Allora inizio ad urlare ancora di più come se non lo sapessi già che Luke è morto, che se ne è andato per sempre, che non ho neanche avuto il tempo per aiutarlo e dirgli che andrà tutto bene. Mi libero dalla presa di Ashton e in un soffio riesco a sgusciare fuori pure dalle mani di Calum, e comincio a correre e correre e correre per strada fino a raggiungere il ponte. Sento le urla terrorizzate di Calum e Ashton che mi seguono, rimbombano tra le crepe dell'asfalto e mi implorano di fermarmi e stare calmo.
Sotto di noi, l'Interstatale brulica di macchine.
Neanche mi rendo conto di star scavalcando il parapetto che mi ritrovo sopra ad un fiume di clacson e motori e smog che si imprime vivido nella mia mente e salta, sembra sussurrare. Vai da lui.
Allungo un piede e chiudo gli occhi, e quando faccio per saltare le mani di Ashton e Calum sono più veloci. Mi costringono a tornare indietro e lasciare mio fratello da solo. Vengo trascinato lontano dal parapetto e mi bloccano steso sull'asfalto.
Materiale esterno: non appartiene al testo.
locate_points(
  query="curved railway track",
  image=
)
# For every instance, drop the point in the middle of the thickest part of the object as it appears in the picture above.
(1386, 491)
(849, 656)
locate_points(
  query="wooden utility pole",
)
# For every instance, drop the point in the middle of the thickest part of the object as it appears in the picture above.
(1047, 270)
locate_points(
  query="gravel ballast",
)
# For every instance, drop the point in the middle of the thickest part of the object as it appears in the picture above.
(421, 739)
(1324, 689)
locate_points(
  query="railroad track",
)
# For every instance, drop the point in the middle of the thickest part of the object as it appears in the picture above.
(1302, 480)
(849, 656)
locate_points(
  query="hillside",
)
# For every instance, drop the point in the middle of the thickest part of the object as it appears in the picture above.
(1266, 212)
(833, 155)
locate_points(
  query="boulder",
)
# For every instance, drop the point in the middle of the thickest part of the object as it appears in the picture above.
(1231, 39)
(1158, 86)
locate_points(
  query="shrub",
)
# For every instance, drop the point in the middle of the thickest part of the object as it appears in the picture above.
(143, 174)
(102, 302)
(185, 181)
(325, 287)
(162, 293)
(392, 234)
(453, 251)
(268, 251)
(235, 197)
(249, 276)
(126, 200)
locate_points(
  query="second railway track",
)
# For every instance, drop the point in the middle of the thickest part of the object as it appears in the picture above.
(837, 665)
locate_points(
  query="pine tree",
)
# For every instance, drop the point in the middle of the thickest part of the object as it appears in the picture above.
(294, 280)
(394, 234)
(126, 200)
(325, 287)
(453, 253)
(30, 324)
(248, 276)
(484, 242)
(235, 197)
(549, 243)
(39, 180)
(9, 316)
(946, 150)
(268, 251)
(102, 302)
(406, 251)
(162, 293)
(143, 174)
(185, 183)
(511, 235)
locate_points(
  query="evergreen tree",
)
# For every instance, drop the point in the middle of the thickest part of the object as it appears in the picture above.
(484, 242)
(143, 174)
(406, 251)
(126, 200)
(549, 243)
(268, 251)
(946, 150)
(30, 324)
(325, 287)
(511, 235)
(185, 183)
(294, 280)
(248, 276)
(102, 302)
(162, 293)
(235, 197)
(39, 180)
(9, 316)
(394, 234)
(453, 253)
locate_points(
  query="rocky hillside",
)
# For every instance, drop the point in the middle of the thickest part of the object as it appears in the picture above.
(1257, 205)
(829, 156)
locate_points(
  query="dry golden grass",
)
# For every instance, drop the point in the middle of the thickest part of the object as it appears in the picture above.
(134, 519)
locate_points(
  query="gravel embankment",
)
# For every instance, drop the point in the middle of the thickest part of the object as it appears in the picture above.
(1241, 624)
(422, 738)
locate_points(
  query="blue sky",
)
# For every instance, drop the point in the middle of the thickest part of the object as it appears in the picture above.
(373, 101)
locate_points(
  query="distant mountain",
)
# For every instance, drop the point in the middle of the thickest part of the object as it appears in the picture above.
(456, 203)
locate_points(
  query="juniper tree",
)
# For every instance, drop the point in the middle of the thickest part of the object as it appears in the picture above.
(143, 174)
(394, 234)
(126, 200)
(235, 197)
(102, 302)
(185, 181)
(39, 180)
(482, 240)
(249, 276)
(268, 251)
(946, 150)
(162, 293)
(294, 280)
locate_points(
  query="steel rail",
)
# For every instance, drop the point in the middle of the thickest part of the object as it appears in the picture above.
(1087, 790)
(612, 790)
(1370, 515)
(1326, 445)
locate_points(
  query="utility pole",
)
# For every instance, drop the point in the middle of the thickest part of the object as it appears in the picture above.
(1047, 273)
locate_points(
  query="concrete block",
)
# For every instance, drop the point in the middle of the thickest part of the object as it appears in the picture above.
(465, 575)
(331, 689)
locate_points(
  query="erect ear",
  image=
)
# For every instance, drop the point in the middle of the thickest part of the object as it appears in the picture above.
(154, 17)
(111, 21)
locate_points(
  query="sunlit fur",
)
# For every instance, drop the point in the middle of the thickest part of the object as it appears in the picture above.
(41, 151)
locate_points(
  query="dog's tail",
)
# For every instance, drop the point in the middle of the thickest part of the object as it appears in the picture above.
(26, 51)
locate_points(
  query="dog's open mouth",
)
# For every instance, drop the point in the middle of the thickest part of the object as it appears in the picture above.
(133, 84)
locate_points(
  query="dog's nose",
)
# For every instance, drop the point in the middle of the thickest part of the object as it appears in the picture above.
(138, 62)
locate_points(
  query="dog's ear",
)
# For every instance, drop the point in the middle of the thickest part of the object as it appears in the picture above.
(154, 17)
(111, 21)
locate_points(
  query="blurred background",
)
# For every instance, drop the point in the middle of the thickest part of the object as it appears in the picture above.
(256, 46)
Le lacrime di Calum mi finiscono negli occhi. Non sento niente. «Mi dispiace» rantola.
Non riesco a capire se gli dispiace per Luke o per avermi impedito di andare con lui. Io mi arrendo, non muovo un muscolo. «È solo.» Singhiozzo e urlo e piango con gli occhi puntati al cielo. «L' ho lasciato solo di nuovo». Ashton si passa una mano sulle guance. «Non è solo».